On Wed, Nov 18, 2020 at 5:29 PM Magnus Hagander <magnus@hagander.net> wrote:
On Wed, Nov 18, 2020 at 5:44 PM Jonathan S. Katz <jkatz@postgresql.org> wrote:
>
> On 11/18/20 11:20 AM, Dave Page wrote:
> > I was looking at our analytic data, and saw that the vast majority of
> > inbound traffic to the docs, hits the 9.1 version. We've known this has
> > been an issue for years and have tried various remedies, clearly none of
> > which are working.
> >
> > Should we try an experiment for a couple of months, in which we simply
> > block anything that matches \/docs\/((\d+)|(\d.\d))\/ in robots.txt?
> > It's a much more drastic option, but at least it might force Google into
> > indexing the latest doc version with the highest priority.
>
> If we're going down this road, I would suggest borrowing a concept from
> the Django Project documentation which has a similar issue to us. In
> their codebase, use a <link> tag with rel="canonical" to point to the
> latest version of docs on their page[1].
>
> So for example, given 3.1 is their latest release, you will find
> something similar to this:
>
> <link rel="canonical"
> href="https://docs.djangoproject.com/en/3.1/ref/templates/builtins/">
>
> From a quick test of searching various Django concepts, it seems that
> the 3.1 pages tend to turn up first.
>
> Our equivalent would be "current".
>
> Jonathan
>
> [1]
> https://developers.google.com/search/docs/advanced/crawling/consolidate-duplicate-urls

We've discussed this many times before, and I think so far they've all
bogged down at "google suck" :) The problem is that they don't even
consider the case like we have where the pages *aren't* identical, but
yet related.

Sure, but we need to do something, regardless of whether Google suck in this case. The current situation is ridiculous; I don't remember the last time I searched on something and didn't have to click an alternate version link if I chose a result from our docs.
 

The problem it usually comes down to is that if we do that, then you
will no longer be able to say search for something in the old docs *at
all*. A good example right now might be that recovery.conf stuff goes
away. Even if you explicitly search for "postgresql recovery.conf 11".
And I'd guess the majority of people are actually looking for things
in versions that are NOT the latest (though an even bigger majority of
people will be looking for things in versions that are not 9.1).

The irony is that that example would be far less of an issue if we hadn't removed all the release notes for older versions (see https://www.enterprisedb.com/edb-docs/s?q=recovery.conf&c=&p=19&v=272 as an example).

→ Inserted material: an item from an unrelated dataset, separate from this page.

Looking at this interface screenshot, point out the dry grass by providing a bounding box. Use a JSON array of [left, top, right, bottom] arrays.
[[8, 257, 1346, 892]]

The older release notes would give users a hint as to where to look.

 
FWIW, I find the django example absolutely terrible -- in fact, it's a
great example of how the canonical URL handling sucks. There is AFAICT
no way to actually search for information about old versions. You have
to search for it in the new version and then hope that the same info
happens to be on the same page in an earlier version, and then
manually browse your way back to that version (also through very
annoying js popover stuff, but that's a different thing)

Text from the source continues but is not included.